Mr. Pena, a three-time presidential candidate of the center-left Dominican Revolutionary Party (PRD), nearly won the presidency in 1994, when Balaguer edged him out. Pena's accusations of fraud against the longtime leader were so serious that United States and international pressure forced Balaguer to end his presidency two years early and hold new elections.

In this round, Fernndez squeaked by Pena. The 2 percent margin was just wide enough to avoid serious fraud charges and widely feared violence. For the first time in this country's history, a winner was announced within a day after the elections, and Fernandez supporters danced the merengue in the streets.
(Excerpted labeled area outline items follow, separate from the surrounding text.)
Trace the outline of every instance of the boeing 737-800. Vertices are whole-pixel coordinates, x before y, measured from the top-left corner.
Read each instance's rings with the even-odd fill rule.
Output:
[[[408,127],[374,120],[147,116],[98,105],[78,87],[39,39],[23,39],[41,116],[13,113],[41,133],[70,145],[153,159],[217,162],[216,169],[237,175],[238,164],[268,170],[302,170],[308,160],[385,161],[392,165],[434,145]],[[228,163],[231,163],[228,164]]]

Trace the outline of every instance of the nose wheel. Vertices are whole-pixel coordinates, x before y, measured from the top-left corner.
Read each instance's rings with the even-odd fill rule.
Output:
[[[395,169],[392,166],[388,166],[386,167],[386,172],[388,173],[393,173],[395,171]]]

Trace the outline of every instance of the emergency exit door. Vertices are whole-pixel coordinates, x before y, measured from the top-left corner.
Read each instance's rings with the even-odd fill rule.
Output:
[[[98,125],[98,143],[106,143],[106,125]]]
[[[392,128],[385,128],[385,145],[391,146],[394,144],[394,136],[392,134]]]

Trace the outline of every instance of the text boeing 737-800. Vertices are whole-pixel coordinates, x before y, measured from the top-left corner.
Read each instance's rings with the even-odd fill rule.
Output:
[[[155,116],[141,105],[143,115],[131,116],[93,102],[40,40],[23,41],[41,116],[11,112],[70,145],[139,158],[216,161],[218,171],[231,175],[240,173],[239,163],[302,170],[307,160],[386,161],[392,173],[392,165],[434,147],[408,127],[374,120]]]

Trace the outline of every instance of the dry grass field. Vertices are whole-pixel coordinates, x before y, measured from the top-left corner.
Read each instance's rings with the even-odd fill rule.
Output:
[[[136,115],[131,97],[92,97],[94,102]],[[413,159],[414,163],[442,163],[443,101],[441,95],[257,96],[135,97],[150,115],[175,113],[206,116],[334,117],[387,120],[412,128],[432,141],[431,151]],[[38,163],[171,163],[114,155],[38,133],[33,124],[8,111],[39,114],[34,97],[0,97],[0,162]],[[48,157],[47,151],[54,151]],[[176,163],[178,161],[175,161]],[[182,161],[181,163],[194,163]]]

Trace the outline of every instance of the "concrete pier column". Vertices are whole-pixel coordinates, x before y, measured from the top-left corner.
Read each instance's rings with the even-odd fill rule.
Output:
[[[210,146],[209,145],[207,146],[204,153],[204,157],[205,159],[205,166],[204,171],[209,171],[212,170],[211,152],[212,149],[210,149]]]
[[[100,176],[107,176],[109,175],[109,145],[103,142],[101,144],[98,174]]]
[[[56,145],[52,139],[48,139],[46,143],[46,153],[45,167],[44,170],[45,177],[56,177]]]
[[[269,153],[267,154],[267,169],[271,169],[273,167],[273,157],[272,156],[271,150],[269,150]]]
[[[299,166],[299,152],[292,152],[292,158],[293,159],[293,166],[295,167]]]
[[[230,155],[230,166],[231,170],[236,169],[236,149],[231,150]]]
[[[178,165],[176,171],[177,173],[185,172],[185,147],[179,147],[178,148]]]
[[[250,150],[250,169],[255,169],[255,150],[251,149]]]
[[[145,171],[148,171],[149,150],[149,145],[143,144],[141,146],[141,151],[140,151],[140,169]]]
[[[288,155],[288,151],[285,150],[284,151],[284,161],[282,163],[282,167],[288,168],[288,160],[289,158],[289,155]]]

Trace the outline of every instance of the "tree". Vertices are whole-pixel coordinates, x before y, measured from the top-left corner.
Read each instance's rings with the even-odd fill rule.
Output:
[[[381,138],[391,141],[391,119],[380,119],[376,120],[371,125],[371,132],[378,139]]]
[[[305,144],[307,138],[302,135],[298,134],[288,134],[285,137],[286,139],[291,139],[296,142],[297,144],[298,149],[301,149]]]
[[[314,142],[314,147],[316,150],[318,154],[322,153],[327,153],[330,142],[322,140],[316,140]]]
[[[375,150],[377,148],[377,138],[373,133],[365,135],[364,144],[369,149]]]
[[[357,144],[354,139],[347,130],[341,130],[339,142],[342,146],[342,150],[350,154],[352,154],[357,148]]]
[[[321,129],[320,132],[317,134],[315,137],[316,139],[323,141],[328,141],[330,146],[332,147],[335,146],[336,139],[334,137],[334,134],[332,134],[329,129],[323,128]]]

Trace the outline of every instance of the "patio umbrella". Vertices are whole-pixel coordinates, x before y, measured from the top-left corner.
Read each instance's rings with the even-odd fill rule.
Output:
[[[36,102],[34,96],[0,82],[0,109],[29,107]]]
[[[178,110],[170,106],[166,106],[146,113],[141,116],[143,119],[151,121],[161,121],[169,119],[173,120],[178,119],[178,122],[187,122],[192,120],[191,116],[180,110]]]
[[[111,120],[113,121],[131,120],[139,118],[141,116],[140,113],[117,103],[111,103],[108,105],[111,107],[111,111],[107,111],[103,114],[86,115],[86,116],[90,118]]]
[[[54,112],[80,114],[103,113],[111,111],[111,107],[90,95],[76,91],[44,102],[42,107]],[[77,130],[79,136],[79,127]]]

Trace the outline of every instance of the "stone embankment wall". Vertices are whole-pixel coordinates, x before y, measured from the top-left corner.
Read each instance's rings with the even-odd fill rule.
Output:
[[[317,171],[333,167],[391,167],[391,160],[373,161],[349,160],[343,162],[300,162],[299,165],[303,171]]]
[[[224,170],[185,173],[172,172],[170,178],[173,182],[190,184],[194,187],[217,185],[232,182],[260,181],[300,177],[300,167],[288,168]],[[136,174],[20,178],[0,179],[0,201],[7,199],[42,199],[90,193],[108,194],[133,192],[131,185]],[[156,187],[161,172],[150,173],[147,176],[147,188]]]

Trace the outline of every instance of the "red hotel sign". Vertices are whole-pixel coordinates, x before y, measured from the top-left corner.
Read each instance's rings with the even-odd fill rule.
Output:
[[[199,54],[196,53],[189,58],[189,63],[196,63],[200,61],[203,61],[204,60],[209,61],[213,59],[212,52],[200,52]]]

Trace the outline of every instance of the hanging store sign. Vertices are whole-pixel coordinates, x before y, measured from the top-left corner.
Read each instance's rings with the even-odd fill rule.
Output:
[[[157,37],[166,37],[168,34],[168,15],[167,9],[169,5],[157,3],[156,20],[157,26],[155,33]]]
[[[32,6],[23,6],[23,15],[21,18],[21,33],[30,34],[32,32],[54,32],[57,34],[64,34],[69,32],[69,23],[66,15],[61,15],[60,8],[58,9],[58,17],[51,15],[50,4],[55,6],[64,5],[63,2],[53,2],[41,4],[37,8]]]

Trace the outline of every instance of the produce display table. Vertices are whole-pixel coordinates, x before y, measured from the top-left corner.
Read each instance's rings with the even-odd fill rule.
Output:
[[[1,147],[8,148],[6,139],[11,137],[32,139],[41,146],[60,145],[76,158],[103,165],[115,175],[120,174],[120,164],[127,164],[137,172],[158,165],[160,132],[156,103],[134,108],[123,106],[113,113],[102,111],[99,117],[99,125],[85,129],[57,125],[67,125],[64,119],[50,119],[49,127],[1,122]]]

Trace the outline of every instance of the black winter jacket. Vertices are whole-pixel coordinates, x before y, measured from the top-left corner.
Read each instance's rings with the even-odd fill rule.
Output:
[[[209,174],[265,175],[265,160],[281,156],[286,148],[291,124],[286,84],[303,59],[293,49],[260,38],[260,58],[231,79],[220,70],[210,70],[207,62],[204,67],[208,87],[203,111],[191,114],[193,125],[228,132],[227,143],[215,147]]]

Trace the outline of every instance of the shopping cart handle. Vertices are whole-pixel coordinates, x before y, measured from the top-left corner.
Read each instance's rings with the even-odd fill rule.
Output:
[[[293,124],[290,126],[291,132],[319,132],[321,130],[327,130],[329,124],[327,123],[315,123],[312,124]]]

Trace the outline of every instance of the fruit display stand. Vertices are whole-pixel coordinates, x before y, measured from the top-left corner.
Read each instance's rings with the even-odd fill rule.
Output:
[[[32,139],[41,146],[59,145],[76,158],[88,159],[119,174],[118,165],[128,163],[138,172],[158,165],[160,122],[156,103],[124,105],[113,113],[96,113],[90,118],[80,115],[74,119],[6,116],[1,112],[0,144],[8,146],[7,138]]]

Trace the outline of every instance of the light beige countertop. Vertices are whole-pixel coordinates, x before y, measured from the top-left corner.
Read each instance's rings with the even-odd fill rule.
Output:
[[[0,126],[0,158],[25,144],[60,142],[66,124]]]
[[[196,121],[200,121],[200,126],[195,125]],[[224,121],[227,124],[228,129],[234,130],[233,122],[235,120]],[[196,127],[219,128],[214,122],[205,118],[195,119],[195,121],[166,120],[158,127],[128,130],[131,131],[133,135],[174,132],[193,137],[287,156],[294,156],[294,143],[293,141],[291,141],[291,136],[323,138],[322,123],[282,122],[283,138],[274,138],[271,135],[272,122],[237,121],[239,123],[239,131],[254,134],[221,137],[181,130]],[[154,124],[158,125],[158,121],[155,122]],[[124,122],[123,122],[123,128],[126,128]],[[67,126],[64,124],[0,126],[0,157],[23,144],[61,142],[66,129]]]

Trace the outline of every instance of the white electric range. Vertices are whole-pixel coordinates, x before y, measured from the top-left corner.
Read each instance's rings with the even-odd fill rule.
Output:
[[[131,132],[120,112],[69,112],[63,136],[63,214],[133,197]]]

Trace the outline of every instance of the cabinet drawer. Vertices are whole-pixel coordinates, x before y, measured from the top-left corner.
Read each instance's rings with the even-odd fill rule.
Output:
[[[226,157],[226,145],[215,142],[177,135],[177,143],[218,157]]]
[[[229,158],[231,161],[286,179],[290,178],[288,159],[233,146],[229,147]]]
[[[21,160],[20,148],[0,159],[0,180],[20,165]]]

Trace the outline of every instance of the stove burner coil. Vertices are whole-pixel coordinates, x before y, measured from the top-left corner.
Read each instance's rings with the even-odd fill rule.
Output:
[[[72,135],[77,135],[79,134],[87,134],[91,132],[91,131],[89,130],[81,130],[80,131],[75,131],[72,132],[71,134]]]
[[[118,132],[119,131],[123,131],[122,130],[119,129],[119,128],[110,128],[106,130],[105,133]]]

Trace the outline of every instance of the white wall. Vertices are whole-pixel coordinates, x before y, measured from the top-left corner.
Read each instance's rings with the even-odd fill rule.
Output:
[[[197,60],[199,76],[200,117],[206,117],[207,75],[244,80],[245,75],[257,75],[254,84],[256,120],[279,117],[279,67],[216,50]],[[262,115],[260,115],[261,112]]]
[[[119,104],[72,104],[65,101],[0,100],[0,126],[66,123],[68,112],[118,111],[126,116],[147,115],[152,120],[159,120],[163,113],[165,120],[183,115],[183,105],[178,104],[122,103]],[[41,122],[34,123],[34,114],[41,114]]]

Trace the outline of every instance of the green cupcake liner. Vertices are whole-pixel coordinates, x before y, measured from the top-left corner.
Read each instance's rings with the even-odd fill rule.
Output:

With no government experience and little name recognition until Bosch picked him as his 1994 running mate for the center-left Dominican Liberation Party (PLD), Fernandez faces daunting challenges. He will have to mend a country deeply divided during a campaign tarred by invective, personal attacks from both sides, intimidation of the press, and racial slurs.

There is little difference between the party platforms. Both promise to decentralize government, attack corruption, and end the electricity crisis that causes frequent blackouts.

Fernandez will have to rely on Balaguer in Congress, where the PLD has only one of 30 senators and 12 of 120 representatives in the lower chamber. The lack of legislators means Fernandez will have to wait two years until Congressional elections if he is to make real political reforms that will accomplish his goal of ending authoritarian, centralized rule.

"There is hope," says Luis Vargas, director of the Institute of Dominican Studies here. "But the gravity and complexity of the problems of our people, the lack of institutions, all suggest a more negative outlook."

The Dominican Republic suffers from a 23 percent unemployment rate, a turgid bureaucracy, and virtually nonexistent political and legal systems.

One of Fernandez's biggest stated goals is to stimulate business in the Dominican Republic and thus stem the flow of Dominicans joining the estimated 1 million who have emigrated to the US over the last three decades.

When he speaks of the 10 childhood years he spent on New York's Upper West Side, Fernandez pauses often over difficult memories. His Dominican mother, Yolanda Reyna, worked in a factory and as a night nurse to raise her two sons alone.

In high school, Fernandez became a grocery-store delivery boy. "My mother thought I was taking too much time away from my studies. She was afraid that spending so much time in the streets without an adult present, I could get into trouble," Fernandez says.

So when he finished high school, she sent the boy with New York-accented English back to Santo Domingo for law school. He finished first in his class.

Fernandez's time in the US is not untypical for residents of this Caribbean country of 7.2 million, which shares the island of Hispaniola with Haiti. Estimates of the number of illegal emigrants to the US, who travel in small boats to Puerto Rico, hover around 30,000 per year. In the first six months of 1996, Puerto Rican authorities returned 3,363 Dominicans, double the 1995 number and the highest total in seven years.

"The problem is one of jobs and economic security that they don't find here," Fernandez says. "That's what motivates them to leave. They must have access to health care, education, social security."

Fernandez, who campaigned frequently in New York, New England, and Miami, talks of the town meetings that he plans to use to bring Dominican emigrants back into the political process in their home country. "I want them to know there is a Dominican president who will be thinking about the problems of Dominicans living in New York," he says.